Arts & Entertainment

The Music Man

Mark Tipton, a film score composer, masterfully plays the trumpet.

Other than being found on campus giving trumpet lessons, playing in the College Orchestra and coaching the Jazz Band, music faculty member Mark Tipton also uses his creative talent to bring musical depth to silent films by composing new and unique scores.

Tipton, an applied music instructor at the College for three years, also teaches at the University of Southern Maine and the Portland Conservatory of Music. Tipton studied at the Oberlin Conservatory in Ohio and then at the Mannes College of Music in New York City, where he got his Master’s Degree.

In 2007, he formed the group Les Sorciers Perdus, originally under the name “The Tipton Chamber Players.” Tipton felt that the name “sounded pretty dry, and [he] didn’t want [his] name in it.” Since that time, new performers have joined and others have left, but “it’s been basically the same instrumentation,” he said. The group has performed scores written by Tipton to films such as Nosferatu (1922) and The Golem (1920).

Tipton tends to favor jazz in his compositions. Much of his musical background involves working with jazz, and he finds that these themes tend to work their way into his music. However, Tipton also works to explore diverse styles of music within this framework.

“The most interesting styles to me are folk styles from around the world; just because it’s very unique music from country to country,” Tipton said. He expressed an interest in “encapsulating the sounds of different ethnic music.”

Tipton’s work often lies within the cinema of the 1890-1929 period—essentially the birth of cinema as an art form. Between watching and re-watching the films involved and the actual composition of the scores, Tipton spends “hundreds of hours” on each new piece.

“My process is, I watch a bunch of films with no sound, and I am going for whatever is most visually striking, whatever I think I can create music to, and then I just start from scratch,” he said.

Tipton writes his music by hand, stating that he is not yet familiar with music-writing programs but has a fondness for graphic notation. By using graphic notation, a composer may indicate unconventional sounds or instruments within a piece by using certain symbols. Because of Tipton’s tendency to use sound effects in his film scores, graphic notation is a useful tool in his composing process.

“I’m watching films now, preparing to start a new score,” Tipton said. “I want to do a drama that isn’t so much a horror film this time for a little variety.” He is currently considering two films for his next project: F. W. Murnau’s Faust (1926) or Victor Sjöström’s The Phantom Carriage (1921).

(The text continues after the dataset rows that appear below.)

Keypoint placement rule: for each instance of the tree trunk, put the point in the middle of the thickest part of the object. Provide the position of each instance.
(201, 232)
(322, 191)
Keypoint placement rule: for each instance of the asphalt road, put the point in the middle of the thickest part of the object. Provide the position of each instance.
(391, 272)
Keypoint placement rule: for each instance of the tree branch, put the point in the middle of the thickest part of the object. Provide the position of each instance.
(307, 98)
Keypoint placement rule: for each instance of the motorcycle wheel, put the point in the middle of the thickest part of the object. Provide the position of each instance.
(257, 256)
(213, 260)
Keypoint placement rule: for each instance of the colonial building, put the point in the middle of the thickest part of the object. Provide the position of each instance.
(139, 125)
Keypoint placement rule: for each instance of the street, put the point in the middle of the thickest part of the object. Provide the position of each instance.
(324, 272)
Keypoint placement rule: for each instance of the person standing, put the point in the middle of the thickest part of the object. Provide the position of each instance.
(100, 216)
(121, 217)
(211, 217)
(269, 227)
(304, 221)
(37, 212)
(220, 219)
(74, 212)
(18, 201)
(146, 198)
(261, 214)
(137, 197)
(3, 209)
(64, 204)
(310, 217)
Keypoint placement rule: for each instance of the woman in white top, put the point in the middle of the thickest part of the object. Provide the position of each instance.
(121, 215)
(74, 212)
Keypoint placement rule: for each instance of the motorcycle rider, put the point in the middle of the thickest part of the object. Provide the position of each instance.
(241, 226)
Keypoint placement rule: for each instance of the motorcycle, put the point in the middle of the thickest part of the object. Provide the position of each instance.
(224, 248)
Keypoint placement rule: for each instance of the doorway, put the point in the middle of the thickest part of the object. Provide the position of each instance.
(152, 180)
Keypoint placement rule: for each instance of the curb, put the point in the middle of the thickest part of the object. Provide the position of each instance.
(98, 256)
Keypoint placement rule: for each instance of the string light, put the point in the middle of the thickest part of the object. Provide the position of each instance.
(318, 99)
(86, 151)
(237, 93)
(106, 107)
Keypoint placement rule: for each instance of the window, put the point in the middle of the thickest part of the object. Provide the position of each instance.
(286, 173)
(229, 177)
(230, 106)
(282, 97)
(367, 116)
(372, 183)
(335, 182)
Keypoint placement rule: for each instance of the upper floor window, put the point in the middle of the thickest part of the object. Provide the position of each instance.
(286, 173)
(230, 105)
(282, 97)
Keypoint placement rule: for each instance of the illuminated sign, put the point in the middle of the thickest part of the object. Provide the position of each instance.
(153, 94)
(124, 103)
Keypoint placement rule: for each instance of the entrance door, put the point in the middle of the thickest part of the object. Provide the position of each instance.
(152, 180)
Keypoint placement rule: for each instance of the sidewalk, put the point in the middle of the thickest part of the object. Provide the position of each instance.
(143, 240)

Speaking to the composition of scores in general, Tipton said, “The interesting thing for me is that John Williams and some other film composers continue to sync their live orchestras up with film in that way, in the large studios in L.A. Now they have computer programs that can do that, but some of the old composers like John Williams will insist on that process, which comes from silent films….It would be pretty awesome if you could still go to the movies and have a live orchestra.”